As the novel unfolds, Roy becomes increasingly aware of the voices of people in the real world -- nursing staff, visiting friends and family. They blather on endlessly, it seems, these exterior monologues. These unseen companions try to lure him to the surface, reminiscing or confessing, or simply taking his vegetable presence as an excuse to talk to themselves. 

As his fantasy world turns ugly, Roy escapes from the intrusive voices into his memories of growing up. This third strand provides the backbone of the novel, the context for the fantasy and the disembodied hospital chatter. In these strands of past and present reality, the phonetic Scottish familiar from Trainspotting reappears as the dominant voice. 

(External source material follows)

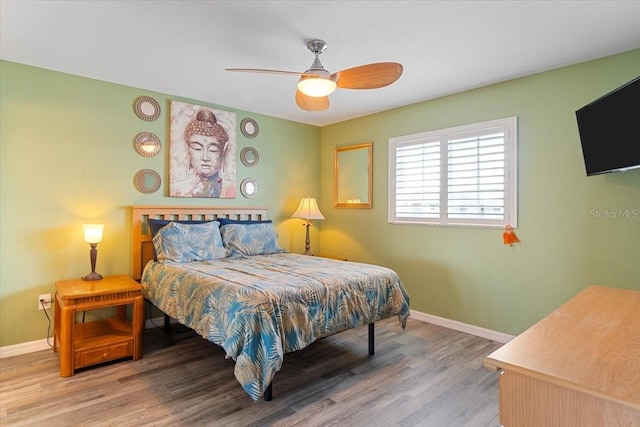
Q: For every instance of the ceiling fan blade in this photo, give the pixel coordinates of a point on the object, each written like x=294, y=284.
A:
x=263, y=71
x=312, y=103
x=370, y=76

Roy's memories begin, "I grew up in what was not so much a family as a genetic disaster." Violence, physical and psychic is inescapable, both in Scotland and during the family's brief sojourn in South Africa, which provides the material for Roy's comatose fantasies. 

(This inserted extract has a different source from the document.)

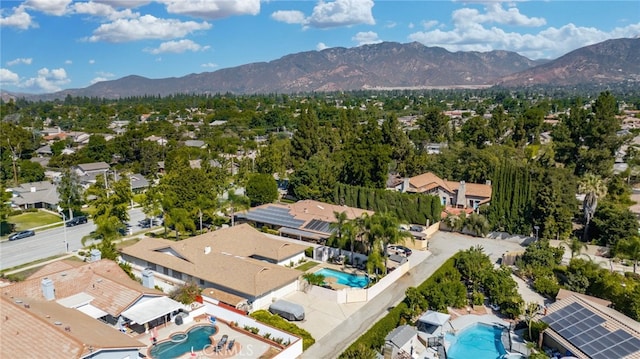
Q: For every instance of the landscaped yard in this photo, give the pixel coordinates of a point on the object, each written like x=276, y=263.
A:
x=306, y=266
x=33, y=219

These toxic childhood reminiscences, when combined with Roy's fascination with ornithology remind me of nothing so much as a grotesque parody of Gerald Durrell's My Family and Other Animals, recast with a clan of Scottish mutants and relocated from Corfu to the industrial squalor of Muirhouse. What develops is a portrait of oppression internalized, the brutalized child becoming brutal in desperate self-defence. As with fetal alcohol syndrome, the violence takes root before birth. 

The politics of British oppression are explored much further here than in Welsh's first novel, starting from the idea that the Scottish underclass are analogous to South African blacks under apartheid. Like Renton, Roy understands his ingrown rage is misdirected, but the closest targets are always easiest to hit. It's simpler to direct his anger against family, schoolmates, supporters of other football clubs, and of course the closest target of any: himself. The British suffer only by proxy. But the proxies, of course, are Scottish. 

Like Trainspotting's junkies, Roy is something of an unreliable narrator. His fantasy world is censored when it threatens to veer out of control, and his memories show signs of similar selectivity. We lack the multiple viewpoints that allowed us to build more reliable composite pictures in the previous novel; here the dialogue of Roy's bedside visitors is all we have for verification. 

Though his life is savage, once it gets filtered through Roy's first-person narration, events take on a matter-of-fact veneer of normality. Roy's own episodes of violence are understandable; even after he joins a local squad of soccer hooligans, hooked on the weekend violence as surely as any drug, he remains sympathetic. This is inevitable, in a way. It's difficult, perhaps impossible, to read a first person narrative without identifying with the lead. We are sharing their mind, trained to empathy by a lifetime of literary experience. Welsh is determined to make this a dangerous reflex. 

Marabou Stork Nightmares is a pitiless novel, no mistake. In themselves, incidents may be no uglier than those in Trainspotting, but they take on a far sharper edge in counterpoint to Roy's sanitized African fantasies. It is bleak novel, and uncompromising, but somehow not one I found depressing. 

When the three narrative strands come together, Roy emerges from his coma in a climax that is unforgivably cruel, and entirely comprehensible. Immersed in the first person, we have nowhere to hide. 

I went back to the start of the novel, trying to understand how we reached this point, and encountered again the opening epigram, from none other than PM John Major: "We should condemn more and understand less." The layers of irony are bitter as cyanide.